I’ve noticed a recurring theme cropping up during the month of October – acquaintances giving up booze. I have several strong-willed friends who are embarking on either get fit routines, pre-Christmas slim downs or charity ‘sober for October’ fundraisers. Now I am in awe of their fortitude but would personally rather join a gym than give up wine. Not that I am a raging alcoholic – rather a gluttonous foody and what perplexes me about this abstention is what they drink with their food if not wine?
Now I am not suggesting that wine should be taken every night, but even with the simplest dishes, Mr R and I have fallen into rather a habit of pairing wines that we have found enhance the food. When making a seafood risotto, a glass of crisp Viognier is de riguer in our house. Chilli demands an Argentinian Malbec and Spag Bol has to be Montepulciano d’Abruzzo.

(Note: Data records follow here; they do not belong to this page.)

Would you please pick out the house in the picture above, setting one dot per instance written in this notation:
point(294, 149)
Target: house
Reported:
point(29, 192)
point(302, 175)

Water is of course a default soft drink but how dull to think that is the only choice available for diners when spurning the grape. With 17% of the UK reportedly tee-total I find it actually quite puzzling that there aren’t indications on dining menus as to which soft options would be best with a particular dish. I decided that it was a public service to carry out some research for my deprived friends and find out what soft drinks could be successfully matched to food and would effectively help the flavour of the dish rather than mask it. The results (which are a mixture of trying it myself and online research) were both obvious and surprising!
Apple Juice – lends itself to anything porky of course but I also found a recipe for shrimp and pea risotto which recommended apple juice as an accompanying drink and it worked exceptionally well.
Cranberry Juice – a good partner with lamb. I tried the children with it for a Sunday roast and though I still had my traditional Rioja to hand, the Cranberry was really very pleasant. Make sure it is the unsweetened variety.
Elderflower Bubbly – as long as it’s not too fizzy or syrupy, Elderflower is a great alternative to white wine especially if diluted further with soda water. A good choice with seafood but surprisingly it also paired very well with the cheese course we served up Sunday. The cheeses were all quite hard and fruity however so may not work as well with a sloppy epoisse.
Cucumber Water – I had this recently at a spa day lunch with a Pad Thai and my fellow guest also drank the same with a noodle dish and reported that the fresh and surprisingly strong flavour really helped enhance the nutty spice of the asian cuisine. I concurred!
Ginger Fizz – I personally pair ginger with scotch but according to Susy Atkins of The Telegraph it also works rather well with panna cotta so it may also be the case with other creamy deserts. In another twist I read online that it can be a great alternative to beer when eating a spicy curry – helping to combat the heat in the dish.
St Clements (orange and lemon) – Gabriel David, the owner of Luscombe Drinks believes this classic soft fruit juice is a great compliment to food dishes, from a herby steamed mussel dish to a salty gammon steak. They have a lovely range of handmade luxury fruit juices which unusually all come with tasting notes and food recommendations.
Traditional Still Lemonade – great with mid-week pasta. Better with tomato based dishes than a carbonara and needs to have high lemon content but a lovely tangy alternative with a med veg dish.
So my research shows that as long as you choose wisely and stick to more sophisticated juices (lets face it at approx £2.99 a bottle these extravagant ‘presses’ still come up much cheaper than the most basic plonk) a spell off the booze may not be quite as dire as first thought. It’s not enough to encourage me to give up booze for a month, but I may consider allowing Mr R a little time off being designated driver – occasionally.